As winter grinds on inexorably, and (it seems) interminably, many wildlife species enter a period of increasing peril. As I write this, there are downstairs in the post-mortem room, a number of carcasses of waterfowl – swans, mergansers, a goldeneye and a grebe – thawing out, awaiting post-mortem. In all likelihood, what I will find are emaciated carcasses, devoid of fat, reduced in muscle mass, and without food in their gizzards and intestines. These are the typical findings in late winter and early spring mortalities.
Here is southern Ontario, we have both animals that are highly adapted to winter survival as well as many species that live here near the northern edge of their distribution. Some of the latter, such as the Virginia Opossum, are poorly adapted to the cold. Their rate of survival increases during warm winters and they extend their range a bit further northward; colder winters push them back toward the south. It is not unusual to see the occasional opossum that has survived a harsh winter with the tips of the ears and the tails lost to frostbite.
Other species with southern origins, such as the raccoon, are better adapted to winter survival. They have a strategy that involves depositing as much fat as possible in the autumn, then remaining as warm and inactive as possible in the winter, hoping that their fat lasts them until spring. Our considerate provision of warm shelters in the form of sheds, garages and attics, all within a more benign urban micro-climate, likely aids their survival.
Putting on fat and living off it all winter long is a fairly common strategy. It’s quite likely one that has been used by humans as well. In the early settler days in PEI, people talked of “making in through to the grass” and they were speaking not just of livestock, but people as well, particularly the elderly. The novel Random Passage, provides a fictional account of the perils of starvation during the early days of European settlement of Newfoundland, and gives a vivid description of how the arrival of whelping seals on the ice saved the people from starvation in late winter.
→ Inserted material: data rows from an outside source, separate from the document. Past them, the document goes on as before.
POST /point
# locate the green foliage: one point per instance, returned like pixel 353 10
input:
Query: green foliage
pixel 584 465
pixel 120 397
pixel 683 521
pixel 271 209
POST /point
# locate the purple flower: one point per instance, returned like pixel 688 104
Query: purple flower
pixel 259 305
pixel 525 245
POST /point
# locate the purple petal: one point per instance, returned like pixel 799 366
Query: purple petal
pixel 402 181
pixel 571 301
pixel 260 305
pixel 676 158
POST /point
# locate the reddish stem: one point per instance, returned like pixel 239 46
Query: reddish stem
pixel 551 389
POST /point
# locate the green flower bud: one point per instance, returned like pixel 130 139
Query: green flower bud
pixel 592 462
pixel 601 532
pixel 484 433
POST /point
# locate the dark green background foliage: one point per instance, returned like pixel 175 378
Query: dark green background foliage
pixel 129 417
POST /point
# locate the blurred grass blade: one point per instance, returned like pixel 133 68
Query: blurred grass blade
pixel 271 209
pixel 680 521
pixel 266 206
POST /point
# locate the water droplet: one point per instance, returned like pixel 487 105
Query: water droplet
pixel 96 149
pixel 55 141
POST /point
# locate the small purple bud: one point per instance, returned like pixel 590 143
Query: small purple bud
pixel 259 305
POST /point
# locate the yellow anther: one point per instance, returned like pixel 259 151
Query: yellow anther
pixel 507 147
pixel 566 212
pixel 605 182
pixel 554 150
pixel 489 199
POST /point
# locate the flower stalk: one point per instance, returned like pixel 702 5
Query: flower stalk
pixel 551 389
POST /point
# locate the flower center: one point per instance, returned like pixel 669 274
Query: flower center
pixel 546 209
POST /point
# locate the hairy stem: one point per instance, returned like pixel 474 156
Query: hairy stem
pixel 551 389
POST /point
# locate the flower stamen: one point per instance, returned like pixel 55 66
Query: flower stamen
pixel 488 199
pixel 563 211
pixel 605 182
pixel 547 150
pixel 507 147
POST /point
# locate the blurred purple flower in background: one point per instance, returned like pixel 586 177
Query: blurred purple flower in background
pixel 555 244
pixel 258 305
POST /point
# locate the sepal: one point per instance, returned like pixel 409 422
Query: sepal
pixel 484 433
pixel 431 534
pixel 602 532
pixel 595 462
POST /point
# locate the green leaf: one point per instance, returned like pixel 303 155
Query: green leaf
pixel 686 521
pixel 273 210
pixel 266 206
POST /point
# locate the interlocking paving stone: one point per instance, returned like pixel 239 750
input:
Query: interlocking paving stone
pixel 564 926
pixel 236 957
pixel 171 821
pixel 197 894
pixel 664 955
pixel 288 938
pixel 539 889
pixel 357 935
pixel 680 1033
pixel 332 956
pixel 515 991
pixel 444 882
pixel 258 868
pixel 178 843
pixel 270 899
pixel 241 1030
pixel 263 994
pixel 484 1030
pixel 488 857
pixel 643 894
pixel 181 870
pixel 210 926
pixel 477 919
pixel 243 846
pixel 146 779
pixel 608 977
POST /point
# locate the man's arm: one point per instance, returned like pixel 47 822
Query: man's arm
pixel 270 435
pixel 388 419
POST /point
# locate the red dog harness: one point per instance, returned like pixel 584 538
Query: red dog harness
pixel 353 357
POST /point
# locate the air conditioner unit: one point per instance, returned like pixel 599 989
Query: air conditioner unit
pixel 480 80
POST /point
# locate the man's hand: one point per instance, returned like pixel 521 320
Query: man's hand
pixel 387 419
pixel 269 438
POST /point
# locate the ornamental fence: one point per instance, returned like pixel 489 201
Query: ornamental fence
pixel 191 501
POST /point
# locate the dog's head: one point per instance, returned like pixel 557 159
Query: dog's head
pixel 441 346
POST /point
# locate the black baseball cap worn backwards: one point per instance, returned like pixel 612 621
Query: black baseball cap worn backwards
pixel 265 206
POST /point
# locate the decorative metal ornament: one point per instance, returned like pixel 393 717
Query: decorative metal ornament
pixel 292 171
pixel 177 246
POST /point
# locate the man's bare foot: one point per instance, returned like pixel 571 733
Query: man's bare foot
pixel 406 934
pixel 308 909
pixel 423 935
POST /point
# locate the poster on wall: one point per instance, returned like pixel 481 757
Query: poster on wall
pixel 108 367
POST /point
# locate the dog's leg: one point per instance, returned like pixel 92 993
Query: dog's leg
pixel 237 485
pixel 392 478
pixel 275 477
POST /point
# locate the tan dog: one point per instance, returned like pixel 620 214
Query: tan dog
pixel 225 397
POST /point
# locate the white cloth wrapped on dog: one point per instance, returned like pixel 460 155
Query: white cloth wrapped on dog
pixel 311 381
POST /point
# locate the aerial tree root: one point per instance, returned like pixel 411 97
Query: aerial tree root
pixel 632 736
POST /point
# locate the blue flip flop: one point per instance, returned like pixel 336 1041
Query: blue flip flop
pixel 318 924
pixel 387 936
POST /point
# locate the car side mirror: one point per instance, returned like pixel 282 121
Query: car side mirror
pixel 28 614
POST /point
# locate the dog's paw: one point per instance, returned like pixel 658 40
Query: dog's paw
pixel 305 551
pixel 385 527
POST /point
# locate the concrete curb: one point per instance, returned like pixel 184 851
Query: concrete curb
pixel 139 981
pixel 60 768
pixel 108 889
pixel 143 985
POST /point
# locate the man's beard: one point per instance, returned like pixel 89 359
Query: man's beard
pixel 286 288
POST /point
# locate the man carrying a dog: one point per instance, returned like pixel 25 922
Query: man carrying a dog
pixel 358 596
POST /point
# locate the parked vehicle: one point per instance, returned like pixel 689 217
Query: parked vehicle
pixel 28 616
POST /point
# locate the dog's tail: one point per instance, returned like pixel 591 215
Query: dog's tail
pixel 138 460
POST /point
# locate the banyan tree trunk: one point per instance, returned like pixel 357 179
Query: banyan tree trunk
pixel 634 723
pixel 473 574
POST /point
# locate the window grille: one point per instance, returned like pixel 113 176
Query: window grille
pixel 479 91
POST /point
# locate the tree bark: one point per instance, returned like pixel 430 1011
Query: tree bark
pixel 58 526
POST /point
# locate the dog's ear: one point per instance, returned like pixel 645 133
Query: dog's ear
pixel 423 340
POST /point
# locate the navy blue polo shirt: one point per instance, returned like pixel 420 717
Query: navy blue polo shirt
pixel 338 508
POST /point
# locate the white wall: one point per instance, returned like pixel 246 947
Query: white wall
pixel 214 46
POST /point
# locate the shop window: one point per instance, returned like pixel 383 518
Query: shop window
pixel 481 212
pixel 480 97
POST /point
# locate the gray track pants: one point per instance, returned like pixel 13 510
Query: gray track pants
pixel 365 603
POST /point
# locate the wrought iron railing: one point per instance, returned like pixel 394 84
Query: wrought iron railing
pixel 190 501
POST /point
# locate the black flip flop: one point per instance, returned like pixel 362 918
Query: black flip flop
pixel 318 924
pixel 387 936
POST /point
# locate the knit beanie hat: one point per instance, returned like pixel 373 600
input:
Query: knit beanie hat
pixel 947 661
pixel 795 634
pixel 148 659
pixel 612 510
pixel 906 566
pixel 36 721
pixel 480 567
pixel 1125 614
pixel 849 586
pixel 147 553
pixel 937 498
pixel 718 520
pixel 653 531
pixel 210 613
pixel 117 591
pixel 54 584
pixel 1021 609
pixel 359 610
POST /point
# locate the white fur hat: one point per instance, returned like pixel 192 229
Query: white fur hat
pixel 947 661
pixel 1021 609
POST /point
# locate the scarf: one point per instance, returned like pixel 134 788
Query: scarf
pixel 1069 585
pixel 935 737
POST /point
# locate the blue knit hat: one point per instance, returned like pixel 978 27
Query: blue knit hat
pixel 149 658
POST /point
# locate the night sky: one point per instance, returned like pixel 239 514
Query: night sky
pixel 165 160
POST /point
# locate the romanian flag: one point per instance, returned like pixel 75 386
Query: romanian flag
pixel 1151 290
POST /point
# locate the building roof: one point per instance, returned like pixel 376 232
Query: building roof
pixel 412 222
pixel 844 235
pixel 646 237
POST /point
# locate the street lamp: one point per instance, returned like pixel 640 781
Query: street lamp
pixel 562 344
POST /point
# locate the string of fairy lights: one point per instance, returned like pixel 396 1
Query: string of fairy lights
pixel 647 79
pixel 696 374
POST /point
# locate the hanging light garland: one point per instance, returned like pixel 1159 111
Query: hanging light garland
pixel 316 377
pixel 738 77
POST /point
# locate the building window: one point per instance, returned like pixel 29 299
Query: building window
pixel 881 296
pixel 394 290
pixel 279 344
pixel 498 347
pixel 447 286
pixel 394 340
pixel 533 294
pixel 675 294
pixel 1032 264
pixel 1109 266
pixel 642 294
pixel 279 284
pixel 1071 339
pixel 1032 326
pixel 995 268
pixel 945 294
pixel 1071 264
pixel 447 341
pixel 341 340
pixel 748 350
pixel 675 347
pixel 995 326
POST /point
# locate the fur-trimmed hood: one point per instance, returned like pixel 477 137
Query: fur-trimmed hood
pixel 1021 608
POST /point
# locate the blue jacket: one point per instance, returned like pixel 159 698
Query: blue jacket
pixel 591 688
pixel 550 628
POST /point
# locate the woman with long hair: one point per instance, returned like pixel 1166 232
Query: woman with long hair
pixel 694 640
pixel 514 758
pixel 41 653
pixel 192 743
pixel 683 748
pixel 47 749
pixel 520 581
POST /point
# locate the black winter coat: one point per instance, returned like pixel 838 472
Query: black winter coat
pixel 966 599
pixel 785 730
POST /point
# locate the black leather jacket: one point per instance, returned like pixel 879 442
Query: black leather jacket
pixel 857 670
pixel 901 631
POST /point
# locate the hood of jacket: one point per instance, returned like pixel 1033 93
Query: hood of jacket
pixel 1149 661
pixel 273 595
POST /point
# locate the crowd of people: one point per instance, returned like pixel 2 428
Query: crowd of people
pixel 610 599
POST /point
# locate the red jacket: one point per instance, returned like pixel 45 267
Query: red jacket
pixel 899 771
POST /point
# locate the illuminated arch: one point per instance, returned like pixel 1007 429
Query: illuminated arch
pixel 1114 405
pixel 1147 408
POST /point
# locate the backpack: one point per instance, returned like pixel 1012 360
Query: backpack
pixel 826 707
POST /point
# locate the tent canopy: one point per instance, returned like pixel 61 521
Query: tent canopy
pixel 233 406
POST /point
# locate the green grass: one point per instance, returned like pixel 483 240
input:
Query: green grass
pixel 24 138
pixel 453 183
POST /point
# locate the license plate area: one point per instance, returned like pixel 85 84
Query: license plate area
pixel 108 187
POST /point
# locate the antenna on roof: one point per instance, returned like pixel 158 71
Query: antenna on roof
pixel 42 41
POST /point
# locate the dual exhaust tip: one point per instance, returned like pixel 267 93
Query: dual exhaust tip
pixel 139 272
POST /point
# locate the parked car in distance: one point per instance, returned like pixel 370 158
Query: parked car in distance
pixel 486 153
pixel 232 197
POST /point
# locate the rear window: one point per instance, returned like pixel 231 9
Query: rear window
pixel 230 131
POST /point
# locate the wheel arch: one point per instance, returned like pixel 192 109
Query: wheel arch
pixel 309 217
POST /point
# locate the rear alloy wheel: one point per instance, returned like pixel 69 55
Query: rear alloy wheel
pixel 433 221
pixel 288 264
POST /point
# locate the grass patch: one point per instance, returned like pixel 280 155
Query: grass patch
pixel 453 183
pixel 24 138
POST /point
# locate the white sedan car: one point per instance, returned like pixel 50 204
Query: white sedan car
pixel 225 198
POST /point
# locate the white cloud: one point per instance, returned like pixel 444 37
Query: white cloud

Part and parcel of the fat storage strategy is to minimize heat losses and energy expenditures in the absence of the intake of energy. Inactivity and huddling together for warmth among medieval French farmers is described in Malcolm Gladwell’s book Outliers. I have often wondered if the origins of the Christian ritual of fasting during Lent arose as a means of making a virtue of necessity. Food supplies most years were likely getting low by the time Lent arrived and it likely helped in allowing people to make it through to spring. Now, in the prosperous Western world, we have year-round availability of a variety of foods, and we have lost some sense of the seasonality of abundance and privation that tends to prevail in nature.
The waterfowl that are downstairs fit into a common pattern. As winter drags on and the areas of open water diminish, the birds that are trying to survive here tend to congregate in these areas. They may not be the best places to forage, but they may also be all that is available. If foraging is not productive, the birds will use up their energy stores. With luck, they will survive until more water and more foraging areas open up. If the weather remains cold and the ice stays, they will eventually succumb to starvation.
White-tailed deer, particularly pregnant does, are in a similar position. The fact that their existence sits on such a knife edge is emphasized by the fact that some will die, presumably from the effects of exhaustion, if forced by a predator to run through deep snow. When we see wildlife in these situations, in peril of starvation, the normal human response is to want to help. However, supplemental feeding of wildlife brings its own problems (see http://blog.healthywildlife.ca/?p=3207) and may do as much harm as good.
So, while we all wait eagerly for the coming of spring, for some creatures it’s more than a case of irritation with scraping windshields, shoveling snow and trudging through slush. It’s actually a question of life and death.